Hungary’s Parliament has adopted the sixteenth amendment to the Fundamental Law, limiting the maximum length of a prime minister’s tenure to eight years.
The amendment, initiated by two representatives of the Tisza Party, Márton Melléthei-Barna and István Hantosi, was approved by the National Assembly with 135 votes in favor, 50 against, and 6 abstentions.
Under the amendment, the Fundamental Law now stipulates that a person cannot be elected Prime Minister if they have already served a total of at least eight years in the office, including non-consecutive terms. For the calculation of this eight-year period, all prime ministerial mandates held on or after May 2, 1990, must be taken into account.
The amendment also expands the list of circumstances under which a prime minister’s mandate ends, specifying that the mandate automatically terminates once the individual has served a total of at least eight years as Prime Minister.
Parliament also removed from the Fundamental Law the provision that served as the constitutional basis for the establishment of the Sovereignty Protection Office. The deleted clause stated that “an independent body established by a cardinal law shall operate for the protection of constitutional identity.”
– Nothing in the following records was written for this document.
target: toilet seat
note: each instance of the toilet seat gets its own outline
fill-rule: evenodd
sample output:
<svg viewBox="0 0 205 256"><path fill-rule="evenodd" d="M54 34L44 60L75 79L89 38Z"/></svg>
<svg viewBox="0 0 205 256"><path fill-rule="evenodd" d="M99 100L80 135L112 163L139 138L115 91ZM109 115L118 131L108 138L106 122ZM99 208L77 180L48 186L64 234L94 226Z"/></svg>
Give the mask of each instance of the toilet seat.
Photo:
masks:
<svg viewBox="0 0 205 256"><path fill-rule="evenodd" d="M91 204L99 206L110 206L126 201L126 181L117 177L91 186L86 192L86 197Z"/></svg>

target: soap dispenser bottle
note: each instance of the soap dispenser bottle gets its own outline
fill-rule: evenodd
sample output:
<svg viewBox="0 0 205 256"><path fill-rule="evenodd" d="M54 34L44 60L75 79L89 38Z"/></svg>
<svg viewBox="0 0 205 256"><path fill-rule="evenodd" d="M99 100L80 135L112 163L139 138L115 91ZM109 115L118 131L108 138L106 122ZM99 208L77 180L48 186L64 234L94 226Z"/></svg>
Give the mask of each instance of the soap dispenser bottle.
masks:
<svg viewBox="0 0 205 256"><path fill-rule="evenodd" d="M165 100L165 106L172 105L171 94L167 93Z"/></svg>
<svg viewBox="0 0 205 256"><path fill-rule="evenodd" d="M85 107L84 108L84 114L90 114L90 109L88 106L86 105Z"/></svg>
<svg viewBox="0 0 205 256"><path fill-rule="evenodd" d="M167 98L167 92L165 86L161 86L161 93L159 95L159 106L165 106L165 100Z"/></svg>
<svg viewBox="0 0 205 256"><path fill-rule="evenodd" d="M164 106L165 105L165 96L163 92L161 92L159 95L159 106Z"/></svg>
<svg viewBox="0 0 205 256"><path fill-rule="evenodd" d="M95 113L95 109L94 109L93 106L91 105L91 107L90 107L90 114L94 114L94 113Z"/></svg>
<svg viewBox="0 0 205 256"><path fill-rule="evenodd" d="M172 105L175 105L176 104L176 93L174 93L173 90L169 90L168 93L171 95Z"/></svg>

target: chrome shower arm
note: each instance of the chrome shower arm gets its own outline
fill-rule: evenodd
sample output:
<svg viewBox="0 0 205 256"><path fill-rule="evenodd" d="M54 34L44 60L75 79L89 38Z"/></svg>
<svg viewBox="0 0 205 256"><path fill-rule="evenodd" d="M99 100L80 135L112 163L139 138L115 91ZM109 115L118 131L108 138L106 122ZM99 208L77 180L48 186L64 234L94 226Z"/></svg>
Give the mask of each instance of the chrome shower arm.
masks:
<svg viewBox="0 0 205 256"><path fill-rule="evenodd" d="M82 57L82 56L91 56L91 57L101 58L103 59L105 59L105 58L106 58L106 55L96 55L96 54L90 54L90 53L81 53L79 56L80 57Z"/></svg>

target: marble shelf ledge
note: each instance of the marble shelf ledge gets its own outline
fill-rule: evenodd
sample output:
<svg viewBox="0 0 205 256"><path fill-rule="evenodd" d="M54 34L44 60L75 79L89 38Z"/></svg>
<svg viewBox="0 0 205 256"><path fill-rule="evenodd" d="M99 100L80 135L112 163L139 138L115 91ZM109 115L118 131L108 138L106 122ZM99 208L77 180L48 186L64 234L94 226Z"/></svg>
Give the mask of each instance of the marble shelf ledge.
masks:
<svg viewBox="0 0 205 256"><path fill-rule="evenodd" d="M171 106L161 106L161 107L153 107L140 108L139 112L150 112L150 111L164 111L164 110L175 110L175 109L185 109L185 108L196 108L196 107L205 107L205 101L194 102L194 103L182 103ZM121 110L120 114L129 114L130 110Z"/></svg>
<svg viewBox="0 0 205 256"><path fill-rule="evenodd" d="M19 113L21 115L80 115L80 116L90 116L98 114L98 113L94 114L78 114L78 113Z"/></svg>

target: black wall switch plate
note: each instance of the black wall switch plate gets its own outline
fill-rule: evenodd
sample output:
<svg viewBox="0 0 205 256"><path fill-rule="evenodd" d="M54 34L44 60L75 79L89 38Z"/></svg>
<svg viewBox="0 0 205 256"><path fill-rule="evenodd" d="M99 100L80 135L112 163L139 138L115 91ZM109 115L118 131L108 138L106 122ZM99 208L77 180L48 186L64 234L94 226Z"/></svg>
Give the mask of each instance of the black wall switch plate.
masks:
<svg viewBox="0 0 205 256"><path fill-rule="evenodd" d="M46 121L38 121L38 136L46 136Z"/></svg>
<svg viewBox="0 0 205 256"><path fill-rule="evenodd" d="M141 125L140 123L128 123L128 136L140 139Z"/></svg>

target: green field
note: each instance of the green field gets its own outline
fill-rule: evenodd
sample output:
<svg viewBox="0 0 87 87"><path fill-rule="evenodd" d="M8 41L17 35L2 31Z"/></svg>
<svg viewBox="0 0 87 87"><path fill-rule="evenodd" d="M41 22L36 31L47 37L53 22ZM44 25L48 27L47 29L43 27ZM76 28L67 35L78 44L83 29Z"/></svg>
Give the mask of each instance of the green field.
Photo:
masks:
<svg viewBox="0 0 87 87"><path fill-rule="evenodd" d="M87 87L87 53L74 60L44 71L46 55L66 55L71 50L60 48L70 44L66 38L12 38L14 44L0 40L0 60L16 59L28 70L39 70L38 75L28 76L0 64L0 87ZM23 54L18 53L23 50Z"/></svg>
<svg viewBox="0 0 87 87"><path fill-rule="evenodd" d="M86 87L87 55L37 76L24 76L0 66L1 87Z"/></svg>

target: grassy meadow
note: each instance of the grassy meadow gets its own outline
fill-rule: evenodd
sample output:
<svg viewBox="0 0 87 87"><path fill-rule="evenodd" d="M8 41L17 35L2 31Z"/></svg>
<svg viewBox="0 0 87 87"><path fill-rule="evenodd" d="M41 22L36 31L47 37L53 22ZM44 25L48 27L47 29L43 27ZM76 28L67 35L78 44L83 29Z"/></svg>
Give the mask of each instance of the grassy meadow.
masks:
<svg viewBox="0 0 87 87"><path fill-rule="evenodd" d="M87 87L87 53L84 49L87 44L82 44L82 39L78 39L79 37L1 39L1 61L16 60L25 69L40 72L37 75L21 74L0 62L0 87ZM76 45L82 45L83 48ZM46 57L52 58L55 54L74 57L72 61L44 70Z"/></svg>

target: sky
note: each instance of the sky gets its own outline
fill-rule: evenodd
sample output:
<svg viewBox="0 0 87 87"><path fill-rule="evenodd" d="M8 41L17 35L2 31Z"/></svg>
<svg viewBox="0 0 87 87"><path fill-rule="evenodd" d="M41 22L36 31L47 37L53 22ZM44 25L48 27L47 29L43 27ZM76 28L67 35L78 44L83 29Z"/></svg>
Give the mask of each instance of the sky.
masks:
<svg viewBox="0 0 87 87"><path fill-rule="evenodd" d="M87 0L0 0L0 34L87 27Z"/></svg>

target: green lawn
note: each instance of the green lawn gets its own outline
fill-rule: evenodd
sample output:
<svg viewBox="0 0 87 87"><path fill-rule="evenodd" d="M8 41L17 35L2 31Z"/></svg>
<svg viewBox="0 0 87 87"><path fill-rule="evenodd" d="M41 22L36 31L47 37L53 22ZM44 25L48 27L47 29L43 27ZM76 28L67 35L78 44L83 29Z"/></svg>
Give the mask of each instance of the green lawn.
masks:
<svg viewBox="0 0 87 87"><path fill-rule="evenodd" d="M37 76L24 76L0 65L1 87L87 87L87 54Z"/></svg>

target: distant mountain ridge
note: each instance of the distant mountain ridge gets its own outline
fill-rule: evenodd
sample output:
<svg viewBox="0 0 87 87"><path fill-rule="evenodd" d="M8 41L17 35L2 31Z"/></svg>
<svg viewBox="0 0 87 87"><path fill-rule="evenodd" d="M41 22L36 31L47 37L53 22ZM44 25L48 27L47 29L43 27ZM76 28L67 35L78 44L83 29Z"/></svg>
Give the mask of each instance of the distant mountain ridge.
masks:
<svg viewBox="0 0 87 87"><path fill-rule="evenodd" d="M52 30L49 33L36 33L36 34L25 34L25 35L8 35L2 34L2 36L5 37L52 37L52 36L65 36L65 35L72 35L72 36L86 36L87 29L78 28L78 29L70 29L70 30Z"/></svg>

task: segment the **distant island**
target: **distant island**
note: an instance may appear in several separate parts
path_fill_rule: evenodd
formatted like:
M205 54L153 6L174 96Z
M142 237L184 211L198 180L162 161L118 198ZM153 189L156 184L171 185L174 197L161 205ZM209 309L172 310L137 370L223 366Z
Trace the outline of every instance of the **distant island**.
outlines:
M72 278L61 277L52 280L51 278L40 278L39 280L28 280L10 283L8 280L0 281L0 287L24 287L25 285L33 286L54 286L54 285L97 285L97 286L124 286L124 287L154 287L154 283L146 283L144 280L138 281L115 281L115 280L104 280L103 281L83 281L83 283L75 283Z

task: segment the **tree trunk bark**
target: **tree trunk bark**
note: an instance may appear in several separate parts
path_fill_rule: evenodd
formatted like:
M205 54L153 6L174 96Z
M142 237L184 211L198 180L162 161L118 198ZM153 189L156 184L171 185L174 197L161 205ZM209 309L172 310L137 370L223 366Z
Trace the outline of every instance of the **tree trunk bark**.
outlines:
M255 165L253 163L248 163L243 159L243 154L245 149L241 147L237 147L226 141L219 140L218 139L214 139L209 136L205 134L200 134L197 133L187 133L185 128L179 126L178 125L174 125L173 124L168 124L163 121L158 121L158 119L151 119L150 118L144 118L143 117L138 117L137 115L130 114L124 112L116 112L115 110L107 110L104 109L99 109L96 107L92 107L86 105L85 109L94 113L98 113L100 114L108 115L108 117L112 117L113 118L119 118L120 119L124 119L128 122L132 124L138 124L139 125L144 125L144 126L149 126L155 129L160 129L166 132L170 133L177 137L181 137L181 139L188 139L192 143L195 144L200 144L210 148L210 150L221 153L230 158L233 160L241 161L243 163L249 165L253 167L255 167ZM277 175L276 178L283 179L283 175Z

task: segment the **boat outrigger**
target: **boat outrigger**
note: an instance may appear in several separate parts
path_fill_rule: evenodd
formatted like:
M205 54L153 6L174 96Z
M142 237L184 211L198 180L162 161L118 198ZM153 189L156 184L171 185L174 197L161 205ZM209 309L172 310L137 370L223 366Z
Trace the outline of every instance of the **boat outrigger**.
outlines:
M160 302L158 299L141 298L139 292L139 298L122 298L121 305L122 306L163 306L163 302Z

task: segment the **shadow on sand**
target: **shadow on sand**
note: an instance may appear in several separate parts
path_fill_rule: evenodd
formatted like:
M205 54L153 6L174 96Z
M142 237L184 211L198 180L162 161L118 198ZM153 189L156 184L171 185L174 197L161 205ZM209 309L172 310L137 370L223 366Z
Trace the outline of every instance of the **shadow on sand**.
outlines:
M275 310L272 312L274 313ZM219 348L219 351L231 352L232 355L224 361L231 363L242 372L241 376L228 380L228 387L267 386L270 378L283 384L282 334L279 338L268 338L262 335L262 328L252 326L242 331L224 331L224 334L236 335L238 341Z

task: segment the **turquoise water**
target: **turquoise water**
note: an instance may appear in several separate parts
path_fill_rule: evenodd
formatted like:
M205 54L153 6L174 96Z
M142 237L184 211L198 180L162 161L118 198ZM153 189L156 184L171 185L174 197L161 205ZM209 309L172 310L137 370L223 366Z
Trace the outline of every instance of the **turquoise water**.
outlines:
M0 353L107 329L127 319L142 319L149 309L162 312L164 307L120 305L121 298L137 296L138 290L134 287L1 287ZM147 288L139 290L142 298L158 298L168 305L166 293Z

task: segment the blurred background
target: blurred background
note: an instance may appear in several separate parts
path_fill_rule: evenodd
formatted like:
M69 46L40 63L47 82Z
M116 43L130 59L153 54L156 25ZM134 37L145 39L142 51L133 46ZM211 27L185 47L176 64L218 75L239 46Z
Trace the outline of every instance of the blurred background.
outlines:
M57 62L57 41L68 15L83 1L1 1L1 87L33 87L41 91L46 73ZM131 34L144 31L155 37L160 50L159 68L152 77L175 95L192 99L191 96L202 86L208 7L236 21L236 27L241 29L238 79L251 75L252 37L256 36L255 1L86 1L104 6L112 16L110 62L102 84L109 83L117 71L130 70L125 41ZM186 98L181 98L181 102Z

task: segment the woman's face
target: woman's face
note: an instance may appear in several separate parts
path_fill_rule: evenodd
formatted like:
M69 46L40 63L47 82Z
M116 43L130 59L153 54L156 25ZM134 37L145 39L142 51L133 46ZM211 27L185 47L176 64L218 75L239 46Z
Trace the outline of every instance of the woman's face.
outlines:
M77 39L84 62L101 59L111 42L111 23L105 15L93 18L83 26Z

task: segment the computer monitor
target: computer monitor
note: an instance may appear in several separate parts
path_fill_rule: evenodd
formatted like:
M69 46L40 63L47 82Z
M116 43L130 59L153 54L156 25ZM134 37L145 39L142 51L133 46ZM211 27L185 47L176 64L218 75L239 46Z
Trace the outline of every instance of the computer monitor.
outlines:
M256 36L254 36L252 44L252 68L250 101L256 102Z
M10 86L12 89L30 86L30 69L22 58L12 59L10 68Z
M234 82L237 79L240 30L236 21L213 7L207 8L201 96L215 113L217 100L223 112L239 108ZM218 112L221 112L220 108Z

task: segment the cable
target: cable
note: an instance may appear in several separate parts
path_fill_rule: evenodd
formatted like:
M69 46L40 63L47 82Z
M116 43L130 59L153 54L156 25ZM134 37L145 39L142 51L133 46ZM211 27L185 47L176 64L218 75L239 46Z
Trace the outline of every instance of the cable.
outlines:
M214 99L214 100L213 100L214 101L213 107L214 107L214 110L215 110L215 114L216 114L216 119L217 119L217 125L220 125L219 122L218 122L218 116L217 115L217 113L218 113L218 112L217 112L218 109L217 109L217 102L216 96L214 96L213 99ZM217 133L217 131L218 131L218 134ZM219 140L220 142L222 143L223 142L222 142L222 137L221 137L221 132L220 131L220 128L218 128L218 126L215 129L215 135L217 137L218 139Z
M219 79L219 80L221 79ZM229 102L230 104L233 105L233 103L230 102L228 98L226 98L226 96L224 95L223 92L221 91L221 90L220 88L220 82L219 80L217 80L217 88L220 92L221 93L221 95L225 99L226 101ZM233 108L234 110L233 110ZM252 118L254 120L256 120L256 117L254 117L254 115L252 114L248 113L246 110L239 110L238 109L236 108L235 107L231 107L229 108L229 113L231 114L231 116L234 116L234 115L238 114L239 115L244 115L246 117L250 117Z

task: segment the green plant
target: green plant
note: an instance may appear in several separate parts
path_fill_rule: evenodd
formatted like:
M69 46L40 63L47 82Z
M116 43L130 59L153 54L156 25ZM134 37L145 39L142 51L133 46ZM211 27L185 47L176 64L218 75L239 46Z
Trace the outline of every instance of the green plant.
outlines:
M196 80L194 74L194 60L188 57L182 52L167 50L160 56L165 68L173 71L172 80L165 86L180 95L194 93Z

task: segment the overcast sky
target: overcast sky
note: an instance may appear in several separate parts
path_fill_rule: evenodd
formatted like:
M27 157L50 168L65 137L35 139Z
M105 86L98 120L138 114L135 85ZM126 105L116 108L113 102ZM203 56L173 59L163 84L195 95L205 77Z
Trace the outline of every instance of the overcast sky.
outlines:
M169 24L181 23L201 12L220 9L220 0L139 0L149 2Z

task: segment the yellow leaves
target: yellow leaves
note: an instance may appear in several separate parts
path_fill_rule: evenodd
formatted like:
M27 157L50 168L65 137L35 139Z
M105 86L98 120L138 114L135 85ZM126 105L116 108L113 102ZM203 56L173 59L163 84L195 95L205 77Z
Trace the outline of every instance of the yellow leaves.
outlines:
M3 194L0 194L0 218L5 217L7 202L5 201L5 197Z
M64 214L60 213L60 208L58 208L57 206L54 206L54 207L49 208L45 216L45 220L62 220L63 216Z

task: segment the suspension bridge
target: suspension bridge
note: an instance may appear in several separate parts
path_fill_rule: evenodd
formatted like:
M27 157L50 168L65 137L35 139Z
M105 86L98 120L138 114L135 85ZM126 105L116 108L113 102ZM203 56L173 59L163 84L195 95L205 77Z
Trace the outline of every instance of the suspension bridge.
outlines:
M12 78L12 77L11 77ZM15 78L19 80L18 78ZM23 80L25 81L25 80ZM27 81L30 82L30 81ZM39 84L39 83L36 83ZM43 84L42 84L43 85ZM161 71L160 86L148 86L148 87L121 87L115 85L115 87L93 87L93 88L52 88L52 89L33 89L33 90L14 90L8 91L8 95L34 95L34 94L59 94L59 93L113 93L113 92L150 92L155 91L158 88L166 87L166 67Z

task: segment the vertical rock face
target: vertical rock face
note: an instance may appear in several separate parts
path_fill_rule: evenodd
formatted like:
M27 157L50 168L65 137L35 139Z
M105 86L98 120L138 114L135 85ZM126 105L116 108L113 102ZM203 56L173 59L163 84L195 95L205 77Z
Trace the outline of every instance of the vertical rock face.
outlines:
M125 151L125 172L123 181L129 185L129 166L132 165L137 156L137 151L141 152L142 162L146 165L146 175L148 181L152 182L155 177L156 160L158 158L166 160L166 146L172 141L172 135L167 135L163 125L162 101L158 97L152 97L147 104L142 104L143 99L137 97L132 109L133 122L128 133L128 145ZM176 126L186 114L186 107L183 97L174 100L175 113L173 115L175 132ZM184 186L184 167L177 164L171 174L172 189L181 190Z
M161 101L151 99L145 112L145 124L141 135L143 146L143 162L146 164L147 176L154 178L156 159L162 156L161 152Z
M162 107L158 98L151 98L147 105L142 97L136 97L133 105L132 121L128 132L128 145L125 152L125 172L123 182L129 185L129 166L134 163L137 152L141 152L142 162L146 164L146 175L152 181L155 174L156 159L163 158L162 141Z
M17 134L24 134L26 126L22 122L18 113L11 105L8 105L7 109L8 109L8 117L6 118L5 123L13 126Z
In addition, the closing provisions of the Fundamental Law were supplemented to state that the assets transferred by the state to public-interest asset management foundations (known in Hungarian as kekva foundations) will revert to state ownership.
According to the amendment, any assets transferred by the state to such foundations as founder, joining party, or under any other legal title, together with the income generated from those assets and any assets replacing them, will be transferred back to the state free of charge as universal legal successor upon the foundation’s dissolution. Asset management rights and public-task-related asset management rights over state-owned property will also cease.
The amendment further provides that the state will exercise the founder’s rights over these foundations and may terminate them. The rules governing the operation, dissolution, public duties, and other responsibilities of the foundations will be determined by law.
The amendment to the Fundamental Law will enter into force on the day following its official promulgation.